This is William Kentridge's first solo exhibition in Israel. Born in 1955 in Johannesburg, South Africa where he still lives and works, William Kentridge is known for his socially and politically involved work, and has gained international recognition for his distinctive animated short films and for the charcoal drawings on which they are based. His drawings, animated films and videos, and theater and opera productions focus on the intimate, personal narratives of daily existence, and provide both a view into and contrast to the greater political and historical context from which they are drawn.

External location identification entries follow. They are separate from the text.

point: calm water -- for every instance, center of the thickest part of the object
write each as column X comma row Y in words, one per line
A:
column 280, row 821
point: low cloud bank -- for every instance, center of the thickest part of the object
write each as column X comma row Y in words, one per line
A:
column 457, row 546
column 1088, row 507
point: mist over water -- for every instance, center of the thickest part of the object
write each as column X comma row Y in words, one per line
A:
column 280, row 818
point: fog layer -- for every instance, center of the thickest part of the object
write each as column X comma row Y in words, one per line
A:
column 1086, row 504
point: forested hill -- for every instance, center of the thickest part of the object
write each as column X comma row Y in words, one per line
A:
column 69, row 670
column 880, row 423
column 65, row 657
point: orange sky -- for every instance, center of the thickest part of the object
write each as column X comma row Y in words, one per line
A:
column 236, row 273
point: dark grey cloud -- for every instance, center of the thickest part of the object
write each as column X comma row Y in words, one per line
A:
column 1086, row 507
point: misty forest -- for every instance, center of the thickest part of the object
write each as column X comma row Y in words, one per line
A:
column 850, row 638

The exhibition features William Kentridge’s recent animated film, Tide Table (2003), along with numerous graphics that feature different aspects of his work and the issues he deals with. In the film Tide Table Kentridge returns to filming charcoal and pastel drawings on paper to create an elegiac work on youth, maturity, illness, awareness, worry, indolence and perhaps even destiny. Kentridge also chooses to returns to his protagonist Soho Eckstein, the industrialist and real-estate entrepreneur prominent in earlier works. The image of Soho, one of Johannesburg major developers in its early days, is portrayed on the beach as both the stage of events and their erasure are created by the white frothy waves of Tide Table.

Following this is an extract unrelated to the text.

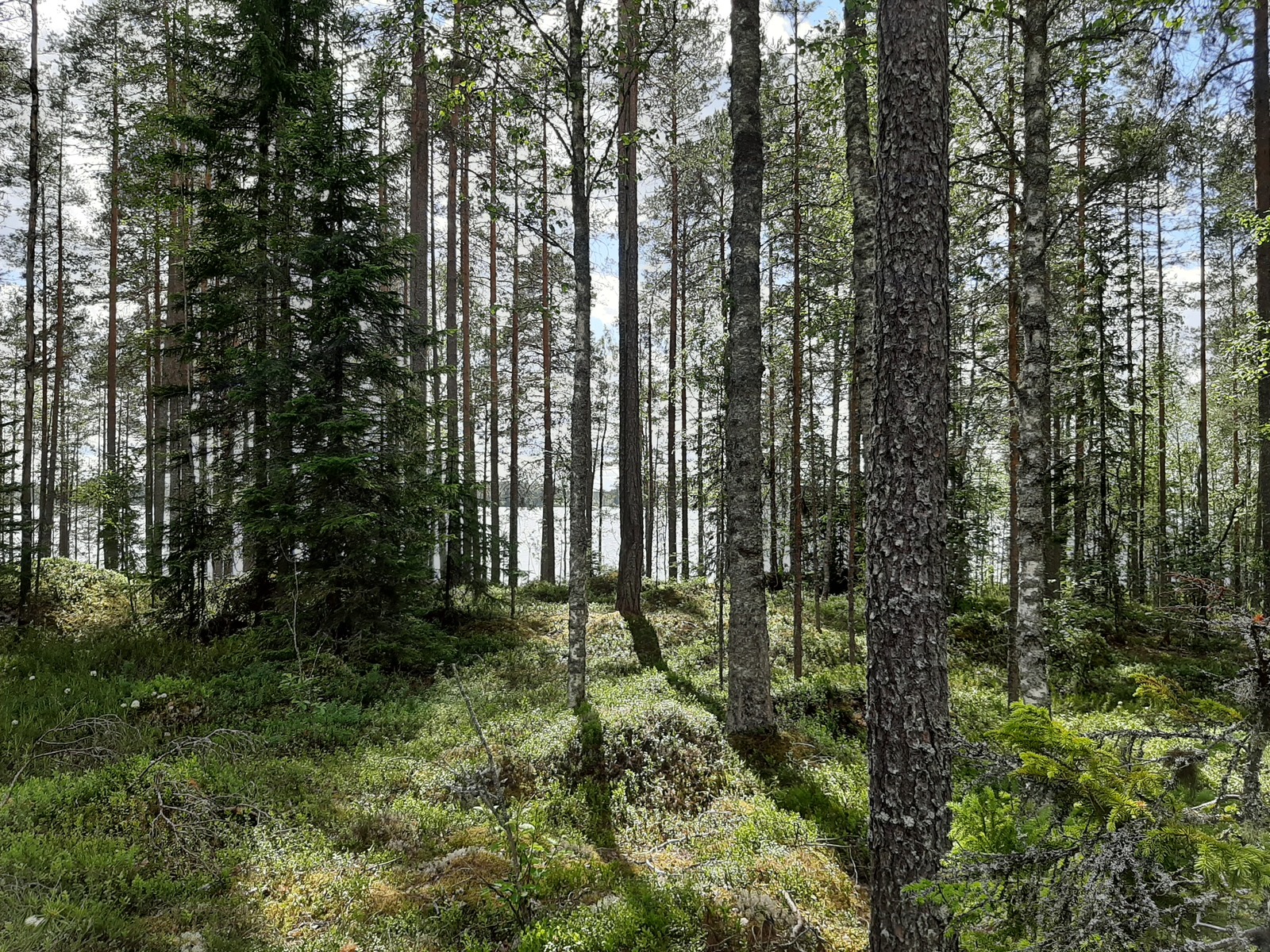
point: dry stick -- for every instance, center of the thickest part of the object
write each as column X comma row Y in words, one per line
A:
column 497, row 806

The prints and graphics accompanying this exhibition, set the atmosphere for this unique artist, and were somewhat inspired by Svevo's novel: Confessions of Zeno.

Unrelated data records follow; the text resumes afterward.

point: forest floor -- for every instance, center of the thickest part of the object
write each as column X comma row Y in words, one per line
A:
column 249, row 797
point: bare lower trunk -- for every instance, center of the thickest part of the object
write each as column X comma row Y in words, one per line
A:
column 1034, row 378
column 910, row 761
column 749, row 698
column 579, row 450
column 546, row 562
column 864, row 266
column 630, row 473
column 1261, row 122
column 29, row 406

Since participating in Dokumenta X in Kassel in 1997, solo shows of Kentridge's work have been hosted by the Museum of Modern Art in New York and MCA San Diego. Moreover, throughout the years, Kentridge exhibited vastly worldwide. During 1998 and 1999, a survey exhibition of his work was seen in Brussels, Munich, Barcelona, London, Marseille and Graz. A survey show in 2001 in Washington, traveled to New York, Chicago, Houston, Los Angeles and Cape Town. A shadow oratorio, Confessions of Zeno, was created for Documenta XI in 2002; A new survey exhibition, which travels to museums in Turin, Dusseldorf, Sydney, Montreal and Johannesburg, opened in 2004.
At the moment, Kentridge is directing a production of Mozart’s Magic Flute commissioned by La Monnaie in Brussels; also scheduled for 2005 is a commissioned project for the Guggenheim Museum in Berlin.
Kentridge was awarded in 1999 the Carnegie Medal at the Carnegie International 1999/2000, and in October 2003 Kentridge received the Goslar Kaisserring in recognition of his contribution to contemporary art.